Wetten, dass ...? Wetten, dass spätestens am Neujahrsmorgen eine unsägliche Debatte von neuem anheben wird? Zwar ist der "Brotpreis der Moderne", wie der Benzinpreis gerne genannt wird, ordentlich gesunken; Benzin und Diesel sind wieder fast so billig wie zu Beginn des Jahres 2000, bevor die Wut über die Spritkosten im Land grassierte. Doch was der erstarkende Euro, der in Europa milde Frühwinter und die sinkenden Rohölnotierungen den Verbrauchern jüngst an Segnungen bescherten, wird Finanzminister Hans Eichel in wenigen Tagen wieder einkassieren: Auf seine Rechnung werden die Tankwarte den Autofahrern dann rund sieben Pfennig mehr pro Liter abnehmen - die Ökosteuer, Stufe drei, wird gezündet.

Höhere Preise zahlen Verbraucher höchst ungern. Und weil der ADAC sowie Bild & Co. die Autofahrer ohnehin vom Fiskus allzu arg geschröpft sehen, wäre die parlamentarische Opposition mit Dummheit geschlagen, würde sie die Gunst der Stunde nicht nutzen, um Rot-Grün erneut in die Enge zu treiben.

Wenn der von der Union mitverschuldete Rinderwahn nicht sämtliche anderen Umwelt- und Verbraucherthemen verdrängt, könnte die Truppe um die CDU-Chefin Angela Merkel die rot-grüne Regierung tatsächlich an einem wunden Punkt treffen. Denn was unter der Regentschaft Gerhard Schröders bisher energiepolitisch auf den Weg gebracht wurde, ist Stückwerk geblieben; zu einem ansehnlichen Mosaik fügt es sich keineswegs. Was vor allem fehlt, ist ein langfristiger Plan für die Energiepolitik.

Wirtschaftpolitik hat es mit Knappheiten zu tun. Das gilt auch für diesen Bereich. Deshalb muss der geplante Umgang mit Knappheiten im Zentrum des längst überfälligen Energieprogramms stehen. Knapp sind aber nicht in erster Linie die Ressourcen, Kohle oder Öl beispielsweise; begrenzt ist vor allem die Aufnahmefähigkeit der Umwelt für die bei der Energienutzung entstehenden Überbleibsel, namentlich für klimaschädliches Kohlendioxid (CO2). Die Energiepolitik braucht deshalb eine ökologisch überzeugende Ausrichtung. Ohne eine solche Vorsorgestrategie drohen Überraschungen, wenn nicht gar Katastrophen.

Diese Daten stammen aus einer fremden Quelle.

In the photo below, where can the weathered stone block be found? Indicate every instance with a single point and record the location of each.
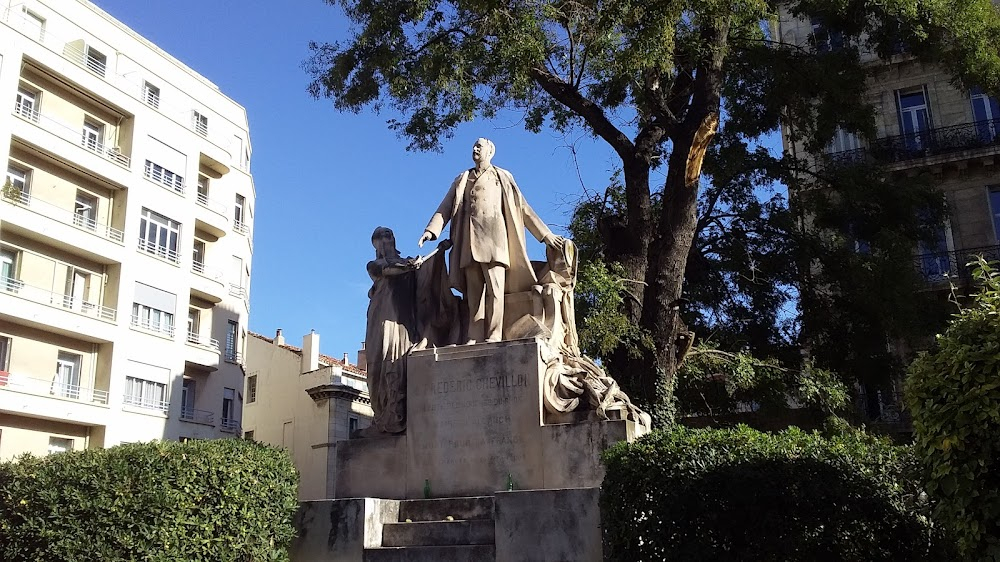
(563, 525)
(474, 417)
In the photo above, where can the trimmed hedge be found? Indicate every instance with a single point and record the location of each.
(221, 500)
(953, 394)
(739, 494)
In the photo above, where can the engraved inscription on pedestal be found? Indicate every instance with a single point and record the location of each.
(475, 418)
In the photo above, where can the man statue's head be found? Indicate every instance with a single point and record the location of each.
(482, 152)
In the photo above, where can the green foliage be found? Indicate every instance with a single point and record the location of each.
(712, 383)
(600, 292)
(740, 494)
(953, 394)
(221, 500)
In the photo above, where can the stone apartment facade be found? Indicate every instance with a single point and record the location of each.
(927, 126)
(306, 402)
(128, 207)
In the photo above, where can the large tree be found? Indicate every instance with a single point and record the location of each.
(646, 77)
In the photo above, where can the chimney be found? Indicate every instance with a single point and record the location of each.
(310, 351)
(363, 357)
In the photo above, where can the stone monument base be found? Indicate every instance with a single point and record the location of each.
(476, 425)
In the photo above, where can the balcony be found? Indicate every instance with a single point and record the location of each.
(197, 416)
(159, 328)
(932, 142)
(161, 252)
(71, 135)
(17, 288)
(942, 267)
(51, 387)
(68, 217)
(230, 425)
(207, 283)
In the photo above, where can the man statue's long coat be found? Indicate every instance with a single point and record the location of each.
(517, 214)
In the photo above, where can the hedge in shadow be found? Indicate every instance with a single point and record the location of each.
(739, 494)
(221, 500)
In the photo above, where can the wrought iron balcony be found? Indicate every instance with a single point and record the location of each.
(939, 267)
(932, 142)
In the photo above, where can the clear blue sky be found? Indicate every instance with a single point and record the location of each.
(324, 179)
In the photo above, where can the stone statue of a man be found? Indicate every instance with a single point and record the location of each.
(489, 259)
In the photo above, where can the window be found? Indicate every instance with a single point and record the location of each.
(239, 214)
(96, 61)
(995, 210)
(986, 114)
(232, 333)
(77, 288)
(187, 399)
(202, 189)
(158, 235)
(93, 136)
(251, 389)
(164, 177)
(19, 179)
(35, 24)
(229, 420)
(825, 40)
(843, 141)
(67, 380)
(152, 319)
(151, 95)
(26, 104)
(914, 118)
(200, 123)
(8, 270)
(60, 445)
(85, 210)
(194, 325)
(4, 356)
(145, 394)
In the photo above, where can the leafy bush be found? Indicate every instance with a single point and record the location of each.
(953, 394)
(739, 494)
(223, 500)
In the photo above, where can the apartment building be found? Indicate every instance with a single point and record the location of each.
(127, 207)
(304, 401)
(927, 127)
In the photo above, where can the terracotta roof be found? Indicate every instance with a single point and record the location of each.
(323, 359)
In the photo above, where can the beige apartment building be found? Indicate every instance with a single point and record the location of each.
(304, 401)
(926, 127)
(127, 207)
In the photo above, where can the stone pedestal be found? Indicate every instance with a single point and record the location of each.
(474, 420)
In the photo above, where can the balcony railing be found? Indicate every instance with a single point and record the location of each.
(51, 387)
(932, 142)
(159, 251)
(17, 288)
(954, 265)
(195, 338)
(197, 416)
(213, 274)
(211, 204)
(230, 425)
(147, 403)
(152, 326)
(70, 134)
(65, 216)
(237, 291)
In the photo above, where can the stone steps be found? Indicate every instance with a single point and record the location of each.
(442, 530)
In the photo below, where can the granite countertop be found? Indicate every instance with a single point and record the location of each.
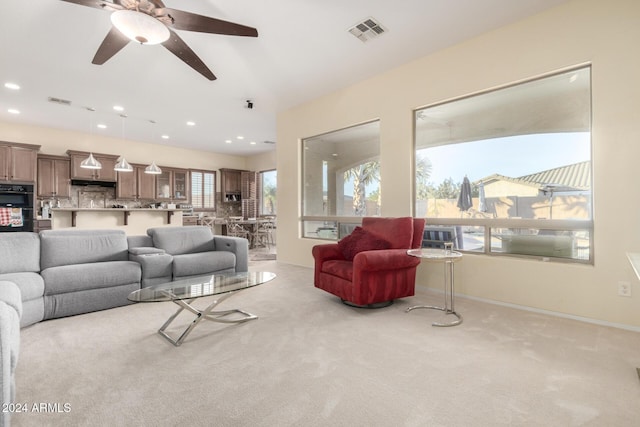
(113, 209)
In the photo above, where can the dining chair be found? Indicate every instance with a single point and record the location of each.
(263, 235)
(236, 229)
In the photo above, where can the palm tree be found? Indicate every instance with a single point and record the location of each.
(362, 175)
(424, 167)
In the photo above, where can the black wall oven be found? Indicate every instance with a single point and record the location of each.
(16, 207)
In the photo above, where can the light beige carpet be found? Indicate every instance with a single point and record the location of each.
(311, 361)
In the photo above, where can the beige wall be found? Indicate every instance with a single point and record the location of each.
(262, 162)
(578, 32)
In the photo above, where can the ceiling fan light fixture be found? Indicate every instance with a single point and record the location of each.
(123, 166)
(153, 169)
(140, 27)
(91, 163)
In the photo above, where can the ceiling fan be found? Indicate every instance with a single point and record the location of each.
(150, 22)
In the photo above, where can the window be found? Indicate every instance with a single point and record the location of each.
(269, 184)
(511, 168)
(203, 189)
(341, 179)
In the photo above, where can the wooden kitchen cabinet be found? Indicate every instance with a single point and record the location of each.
(18, 162)
(54, 176)
(173, 184)
(136, 185)
(105, 174)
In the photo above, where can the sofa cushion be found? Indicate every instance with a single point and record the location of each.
(79, 277)
(183, 240)
(66, 247)
(10, 295)
(397, 231)
(19, 252)
(203, 263)
(31, 285)
(361, 240)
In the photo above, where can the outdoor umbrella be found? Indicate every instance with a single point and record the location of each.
(464, 200)
(482, 203)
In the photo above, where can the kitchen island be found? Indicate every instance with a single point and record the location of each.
(133, 221)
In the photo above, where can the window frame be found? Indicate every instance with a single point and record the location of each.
(214, 198)
(490, 224)
(335, 220)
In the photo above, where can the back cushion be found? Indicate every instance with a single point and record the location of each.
(19, 252)
(183, 240)
(397, 231)
(66, 247)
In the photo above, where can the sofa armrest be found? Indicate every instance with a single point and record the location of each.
(145, 251)
(385, 259)
(326, 252)
(239, 246)
(156, 265)
(10, 313)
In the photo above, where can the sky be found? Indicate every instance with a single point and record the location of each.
(510, 156)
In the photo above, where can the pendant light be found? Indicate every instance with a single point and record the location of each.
(153, 169)
(90, 162)
(123, 165)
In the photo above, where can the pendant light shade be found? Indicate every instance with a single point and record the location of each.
(153, 169)
(91, 163)
(123, 166)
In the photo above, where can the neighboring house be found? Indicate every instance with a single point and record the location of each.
(574, 178)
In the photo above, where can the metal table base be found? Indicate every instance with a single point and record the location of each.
(449, 307)
(207, 313)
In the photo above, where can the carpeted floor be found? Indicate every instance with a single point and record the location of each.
(311, 361)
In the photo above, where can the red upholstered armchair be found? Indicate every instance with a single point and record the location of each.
(372, 278)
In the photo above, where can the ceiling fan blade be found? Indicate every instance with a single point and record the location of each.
(112, 44)
(98, 4)
(203, 24)
(180, 49)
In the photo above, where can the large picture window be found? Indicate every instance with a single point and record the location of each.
(341, 180)
(510, 169)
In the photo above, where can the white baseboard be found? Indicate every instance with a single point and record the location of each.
(548, 312)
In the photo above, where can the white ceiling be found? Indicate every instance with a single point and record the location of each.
(303, 50)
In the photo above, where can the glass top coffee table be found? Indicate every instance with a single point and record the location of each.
(184, 292)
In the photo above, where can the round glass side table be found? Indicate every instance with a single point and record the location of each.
(448, 257)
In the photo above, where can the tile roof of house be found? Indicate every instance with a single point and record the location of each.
(576, 176)
(572, 177)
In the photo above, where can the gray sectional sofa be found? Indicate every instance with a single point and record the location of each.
(59, 273)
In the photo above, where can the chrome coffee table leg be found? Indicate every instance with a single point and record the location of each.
(207, 313)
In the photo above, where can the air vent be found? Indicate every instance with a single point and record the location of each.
(59, 101)
(367, 30)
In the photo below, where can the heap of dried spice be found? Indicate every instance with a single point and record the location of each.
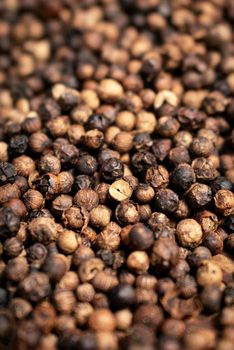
(116, 174)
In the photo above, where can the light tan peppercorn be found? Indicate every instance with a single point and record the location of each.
(122, 142)
(24, 165)
(138, 261)
(33, 199)
(85, 292)
(89, 268)
(146, 122)
(209, 273)
(189, 233)
(125, 120)
(43, 230)
(120, 190)
(102, 320)
(224, 202)
(100, 216)
(110, 90)
(86, 198)
(68, 241)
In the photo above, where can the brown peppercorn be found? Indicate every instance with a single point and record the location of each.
(157, 177)
(8, 192)
(35, 286)
(49, 164)
(166, 201)
(144, 193)
(109, 238)
(85, 292)
(89, 268)
(146, 281)
(24, 165)
(102, 320)
(213, 242)
(100, 216)
(82, 312)
(123, 319)
(44, 316)
(104, 280)
(39, 142)
(126, 213)
(140, 237)
(93, 139)
(209, 273)
(207, 220)
(17, 207)
(33, 199)
(67, 241)
(120, 190)
(43, 230)
(17, 269)
(110, 90)
(149, 315)
(86, 198)
(201, 146)
(20, 308)
(64, 300)
(55, 267)
(198, 195)
(65, 180)
(122, 142)
(164, 253)
(189, 233)
(138, 261)
(75, 217)
(224, 202)
(167, 126)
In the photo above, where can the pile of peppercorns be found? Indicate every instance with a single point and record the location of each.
(116, 174)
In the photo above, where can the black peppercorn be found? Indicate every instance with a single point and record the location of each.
(86, 164)
(122, 296)
(7, 173)
(112, 169)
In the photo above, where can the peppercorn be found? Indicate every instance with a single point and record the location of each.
(43, 230)
(86, 198)
(18, 144)
(166, 201)
(199, 195)
(209, 273)
(126, 213)
(189, 233)
(183, 177)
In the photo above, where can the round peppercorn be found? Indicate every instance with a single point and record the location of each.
(86, 164)
(183, 176)
(140, 237)
(18, 144)
(112, 169)
(209, 273)
(166, 201)
(189, 233)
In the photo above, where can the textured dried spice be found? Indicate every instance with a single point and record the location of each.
(120, 190)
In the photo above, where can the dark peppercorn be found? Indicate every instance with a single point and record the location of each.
(9, 222)
(97, 121)
(122, 296)
(112, 169)
(18, 144)
(220, 183)
(86, 165)
(229, 223)
(166, 201)
(7, 173)
(183, 177)
(140, 237)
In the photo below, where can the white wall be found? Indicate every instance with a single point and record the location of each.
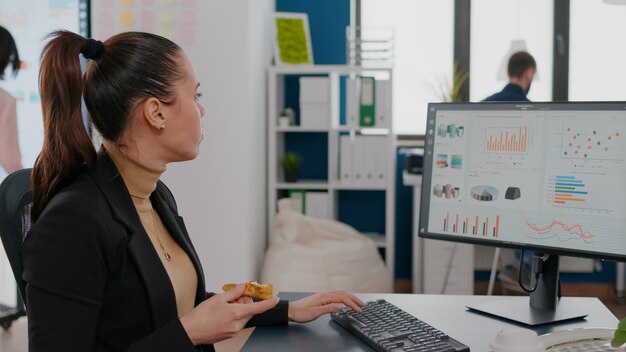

Der laut Geschäftsordnung zuständige Wirtschaftsminister Werner Müller inszenierte zwar schon vor längerem einen "Energiedialog". Erwartungsgemäß verlief die einjährige Gesprächsrunde aber, gelinde gesagt, zäh; Ersatz für Politik hätte sie ohnehin niemals werden können. Doch während Müller einer "Effizienzrevolution" das Wort redet, bleibt er bisher das Programm dafür schuldig - genauso wie der Kanzler selbst die Berufung des Nachhaltigkeitsrates, angeblich ein ebenfalls zentrales Instrument für die von Rot-Grün versprochene ökologische Modernisierung.

Die Ökosteuer, wenn auch dem Grunde nach berechtigt, ist ein Torso von Ungereimtheiten; sämtliche wohlmeinenden Korrekturvorschläge sind bisher am Regierungsapparat abgeperlt. Das Sofortgesetz zum Schutz der kommunalen Kraft-Wärme-Kopplung (KWK), nach langem Zaudern auf Druck der sozialdemokratischen Kommunallobby durch die Gesetzgebungsinstanzen gepeitscht, hat das Ansehen dieser umweltschonenden Technologie eher diskreditiert als gefördert. Die Energie-Einsparverordnung lässt auf sich warten. Und den Grundstein für den so genannten Atomausstieg hat in Wirklichkeit die Vorgängerregierung unter Helmut Kohl gelegt. Mit der Deregulierung des Strommarktes hat sie dem Bau neuer Nuklearmeiler den ökonomischen Boden entzogen.

Der Wettbewerb, jahrzehntelang ungewohnt, löste in der Strombranche einen Rationalisierungsschub aus und bescherte den Verbrauchern sinkende Preise. Wettbewerb ist aber ein kostbares Gut, das permanent gesichert werden muss - und zwar an zwei Fronten: erstens gegen die um ihre Vormachtstellung kämpfenden alten Monopolisten. Und zweitens gegen ökologisch destruktive Tendenzen. Auf beide Herausforderungen fehlt bis heute die Antwort.